There was a message there and it took me a few moments to grasp it.
It’s understandable there are those that perhaps feel like her luxury fashion brand didn’t have legs as she is more of a beautiful babe. It’s a fair point. Although her undeniable sex appeal and attention to diversity do sell lingerie (Savage x Fenty heart eyes), she isn’t really a lingerie designer either, right? Nor was she a beauty pro before she launched her sell-out Fenty Beauty range.
So it made me question whether there’s something else going on and whether we should be questioning the landscape of luxury when it comes to Black ownership and where exactly representation fits into this conversation.
One of the arguments for the closure of Fenty is that her core audience is ultimately not a luxury buyer. “I believe that the clothes haven’t done as much as beauty and lingerie, but that may be because Rihanna’s current demographic/core audience is millennial/gen Z Black, men, and women.
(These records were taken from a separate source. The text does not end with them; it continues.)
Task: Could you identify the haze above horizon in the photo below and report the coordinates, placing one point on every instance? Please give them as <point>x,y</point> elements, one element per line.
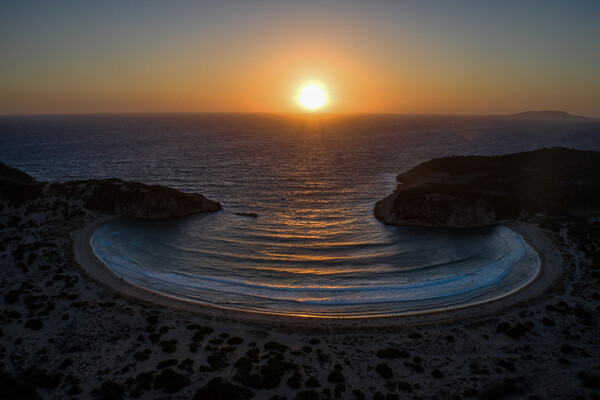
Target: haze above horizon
<point>432,57</point>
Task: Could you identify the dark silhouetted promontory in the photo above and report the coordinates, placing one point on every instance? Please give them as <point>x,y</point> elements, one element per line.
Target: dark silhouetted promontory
<point>472,191</point>
<point>108,196</point>
<point>545,115</point>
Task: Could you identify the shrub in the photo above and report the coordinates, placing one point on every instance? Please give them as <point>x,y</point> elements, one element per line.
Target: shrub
<point>385,371</point>
<point>170,381</point>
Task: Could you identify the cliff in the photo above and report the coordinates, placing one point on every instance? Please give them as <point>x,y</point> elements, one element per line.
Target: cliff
<point>108,196</point>
<point>474,191</point>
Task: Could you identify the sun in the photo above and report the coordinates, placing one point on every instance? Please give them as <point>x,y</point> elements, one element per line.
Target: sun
<point>312,97</point>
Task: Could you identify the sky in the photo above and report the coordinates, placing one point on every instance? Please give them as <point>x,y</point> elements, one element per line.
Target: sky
<point>439,57</point>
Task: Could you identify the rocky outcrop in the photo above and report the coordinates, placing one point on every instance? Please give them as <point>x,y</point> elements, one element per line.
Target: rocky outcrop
<point>545,115</point>
<point>107,196</point>
<point>475,191</point>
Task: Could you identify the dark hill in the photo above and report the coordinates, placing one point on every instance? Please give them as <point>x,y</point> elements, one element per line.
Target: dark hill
<point>545,115</point>
<point>107,196</point>
<point>470,191</point>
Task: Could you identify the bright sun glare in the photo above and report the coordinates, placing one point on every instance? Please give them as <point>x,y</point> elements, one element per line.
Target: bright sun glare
<point>312,97</point>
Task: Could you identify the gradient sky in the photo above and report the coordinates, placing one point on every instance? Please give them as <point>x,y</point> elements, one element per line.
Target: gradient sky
<point>450,57</point>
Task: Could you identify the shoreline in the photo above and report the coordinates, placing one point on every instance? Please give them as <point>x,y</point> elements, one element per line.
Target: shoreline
<point>549,270</point>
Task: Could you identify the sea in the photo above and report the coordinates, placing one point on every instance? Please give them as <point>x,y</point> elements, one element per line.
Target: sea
<point>314,248</point>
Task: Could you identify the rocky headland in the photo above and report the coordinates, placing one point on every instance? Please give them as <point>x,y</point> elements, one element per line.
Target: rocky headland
<point>107,196</point>
<point>475,191</point>
<point>545,115</point>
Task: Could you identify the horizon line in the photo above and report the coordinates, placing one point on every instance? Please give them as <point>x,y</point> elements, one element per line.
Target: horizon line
<point>274,113</point>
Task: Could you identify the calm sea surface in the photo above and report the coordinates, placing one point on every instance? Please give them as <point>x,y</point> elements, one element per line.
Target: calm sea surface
<point>315,248</point>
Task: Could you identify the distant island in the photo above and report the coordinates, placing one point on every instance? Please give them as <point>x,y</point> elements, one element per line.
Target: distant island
<point>107,196</point>
<point>475,191</point>
<point>545,115</point>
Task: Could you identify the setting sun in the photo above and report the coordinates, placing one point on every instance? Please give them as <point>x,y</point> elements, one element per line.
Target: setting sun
<point>312,97</point>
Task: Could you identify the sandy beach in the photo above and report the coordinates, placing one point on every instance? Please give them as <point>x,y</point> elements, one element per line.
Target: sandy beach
<point>71,329</point>
<point>549,271</point>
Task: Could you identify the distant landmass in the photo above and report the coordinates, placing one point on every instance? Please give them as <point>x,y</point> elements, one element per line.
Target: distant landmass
<point>107,196</point>
<point>474,191</point>
<point>545,115</point>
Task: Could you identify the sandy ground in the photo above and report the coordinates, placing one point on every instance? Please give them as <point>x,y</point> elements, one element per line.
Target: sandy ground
<point>71,331</point>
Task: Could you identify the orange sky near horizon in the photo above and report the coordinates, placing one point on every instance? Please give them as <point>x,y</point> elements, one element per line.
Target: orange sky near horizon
<point>386,58</point>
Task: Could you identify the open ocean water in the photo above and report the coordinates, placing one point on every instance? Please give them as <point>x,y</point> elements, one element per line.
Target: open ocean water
<point>315,248</point>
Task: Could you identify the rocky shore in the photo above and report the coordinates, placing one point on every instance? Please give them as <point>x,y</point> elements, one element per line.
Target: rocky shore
<point>64,335</point>
<point>106,196</point>
<point>475,191</point>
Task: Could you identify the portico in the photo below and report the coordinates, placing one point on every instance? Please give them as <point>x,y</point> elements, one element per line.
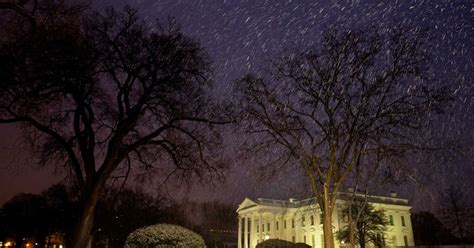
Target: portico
<point>300,221</point>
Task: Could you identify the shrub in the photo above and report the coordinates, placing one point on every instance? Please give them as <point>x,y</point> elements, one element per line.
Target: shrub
<point>164,236</point>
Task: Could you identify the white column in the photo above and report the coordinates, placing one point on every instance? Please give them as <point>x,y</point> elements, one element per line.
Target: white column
<point>239,234</point>
<point>252,231</point>
<point>273,227</point>
<point>246,232</point>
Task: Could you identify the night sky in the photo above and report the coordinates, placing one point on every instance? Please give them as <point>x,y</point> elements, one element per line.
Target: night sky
<point>241,35</point>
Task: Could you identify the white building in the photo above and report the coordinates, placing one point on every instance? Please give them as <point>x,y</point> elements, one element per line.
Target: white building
<point>300,222</point>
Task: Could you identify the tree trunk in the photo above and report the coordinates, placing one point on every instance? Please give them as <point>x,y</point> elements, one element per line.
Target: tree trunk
<point>82,232</point>
<point>351,228</point>
<point>327,224</point>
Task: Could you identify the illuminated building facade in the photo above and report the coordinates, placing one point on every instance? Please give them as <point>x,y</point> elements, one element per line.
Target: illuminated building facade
<point>300,221</point>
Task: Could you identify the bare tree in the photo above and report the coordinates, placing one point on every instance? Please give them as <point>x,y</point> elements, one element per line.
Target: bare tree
<point>102,94</point>
<point>356,95</point>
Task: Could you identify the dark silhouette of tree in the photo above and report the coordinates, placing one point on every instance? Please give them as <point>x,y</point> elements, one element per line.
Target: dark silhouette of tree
<point>429,231</point>
<point>356,95</point>
<point>26,217</point>
<point>370,224</point>
<point>62,210</point>
<point>98,94</point>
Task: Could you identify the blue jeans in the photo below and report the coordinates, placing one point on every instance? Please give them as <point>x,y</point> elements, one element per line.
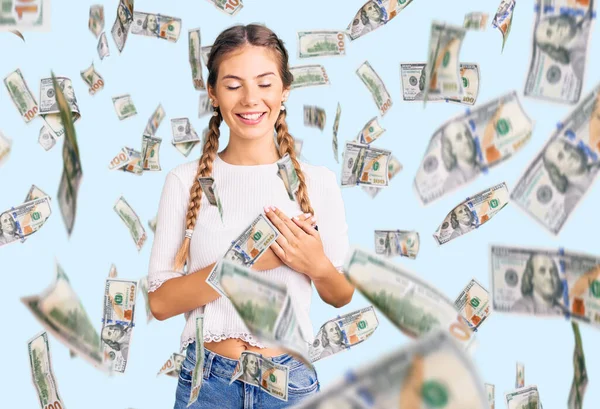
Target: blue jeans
<point>216,393</point>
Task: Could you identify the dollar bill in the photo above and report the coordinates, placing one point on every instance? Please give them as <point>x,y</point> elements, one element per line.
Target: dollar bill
<point>580,378</point>
<point>413,83</point>
<point>365,165</point>
<point>96,20</point>
<point>503,18</point>
<point>563,171</point>
<point>314,116</point>
<point>375,86</point>
<point>342,333</point>
<point>42,373</point>
<point>414,306</point>
<point>471,143</point>
<point>443,69</point>
<point>321,43</point>
<point>61,312</point>
<point>308,76</point>
<point>374,14</point>
<point>124,106</point>
<point>473,304</point>
<point>132,221</point>
<point>21,95</point>
<point>156,25</point>
<point>545,283</point>
<point>561,33</point>
<point>257,370</point>
<point>117,322</point>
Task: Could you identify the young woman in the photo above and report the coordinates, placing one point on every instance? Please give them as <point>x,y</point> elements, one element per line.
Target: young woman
<point>249,79</point>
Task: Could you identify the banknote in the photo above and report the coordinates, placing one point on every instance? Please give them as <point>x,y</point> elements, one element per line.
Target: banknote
<point>156,25</point>
<point>93,79</point>
<point>257,370</point>
<point>195,59</point>
<point>321,43</point>
<point>21,95</point>
<point>473,304</point>
<point>132,221</point>
<point>413,84</point>
<point>432,372</point>
<point>96,20</point>
<point>375,86</point>
<point>393,243</point>
<point>503,18</point>
<point>342,333</point>
<point>308,76</point>
<point>561,33</point>
<point>374,14</point>
<point>471,143</point>
<point>443,69</point>
<point>546,282</point>
<point>563,171</point>
<point>365,165</point>
<point>124,106</point>
<point>61,312</point>
<point>117,322</point>
<point>42,373</point>
<point>410,303</point>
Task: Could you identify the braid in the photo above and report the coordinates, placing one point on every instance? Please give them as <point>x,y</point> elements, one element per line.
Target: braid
<point>209,152</point>
<point>286,145</point>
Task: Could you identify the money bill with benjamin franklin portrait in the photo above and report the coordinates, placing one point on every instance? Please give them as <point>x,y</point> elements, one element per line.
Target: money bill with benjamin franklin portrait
<point>470,144</point>
<point>556,180</point>
<point>560,42</point>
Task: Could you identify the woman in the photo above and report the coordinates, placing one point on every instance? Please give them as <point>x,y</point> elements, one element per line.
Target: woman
<point>248,81</point>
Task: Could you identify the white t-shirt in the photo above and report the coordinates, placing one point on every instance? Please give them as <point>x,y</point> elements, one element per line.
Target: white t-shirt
<point>244,192</point>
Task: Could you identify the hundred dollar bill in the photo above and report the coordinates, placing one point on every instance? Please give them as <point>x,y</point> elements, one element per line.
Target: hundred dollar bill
<point>93,79</point>
<point>365,165</point>
<point>96,20</point>
<point>117,322</point>
<point>120,29</point>
<point>561,33</point>
<point>503,18</point>
<point>558,177</point>
<point>375,86</point>
<point>580,378</point>
<point>473,304</point>
<point>443,69</point>
<point>314,116</point>
<point>343,332</point>
<point>257,370</point>
<point>470,144</point>
<point>21,95</point>
<point>156,25</point>
<point>432,372</point>
<point>393,243</point>
<point>61,312</point>
<point>321,43</point>
<point>308,76</point>
<point>476,21</point>
<point>195,59</point>
<point>42,372</point>
<point>132,221</point>
<point>230,7</point>
<point>124,106</point>
<point>413,83</point>
<point>472,213</point>
<point>374,14</point>
<point>410,303</point>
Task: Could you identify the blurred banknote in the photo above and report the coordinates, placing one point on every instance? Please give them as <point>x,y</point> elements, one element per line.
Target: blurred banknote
<point>470,144</point>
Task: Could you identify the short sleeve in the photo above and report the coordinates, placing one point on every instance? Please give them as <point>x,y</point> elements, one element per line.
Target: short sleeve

” says creative consultant Arrieta Mujay Bärg, 41, who was a former Head of PR and Marketing for River Island and led Rihanna x River Island 13’ collection. “However Fenty fashion house has only been opened for less than two years and it takes time to develop a following when you are doing something different from the norm,” Bärg adds.
The same may be said for a lot of Black designers like the super trendy Telfar Clemens and the super edgy, cool, and monotone Cold Laundry founder Ola Alabi, who often attract a more ‘urban demographic’ for lack of a better word.
By no means is that a bad thing, but of course for sustainable success, there is a need to appeal to as wide an audience as possible. Gaining respect across the board in that space is a hard task, but it’s lazy to assume that consumerism within the Black community or a specific generation is capped at a price point.
Bärg agrees to add: “On the same note. It would be inaccurate to say that her, having a majority Black following is the reason that the brand has failed. Developing a high-quality luxury brand and sticking to it is no easy task.” Barg believes that the same level of grace is not allowed fairly, and that may support the case as to why we see so few successful Black-owned/Black-led luxury businesses.
“Case in point: Edun – the brand fronted by Bono and wife Ali Hewson made LVMH a loss of $28million in a space of five years, and every year they were given the benefit of the doubt and they kept feeding in cash until there was no turning back,” says Bärg.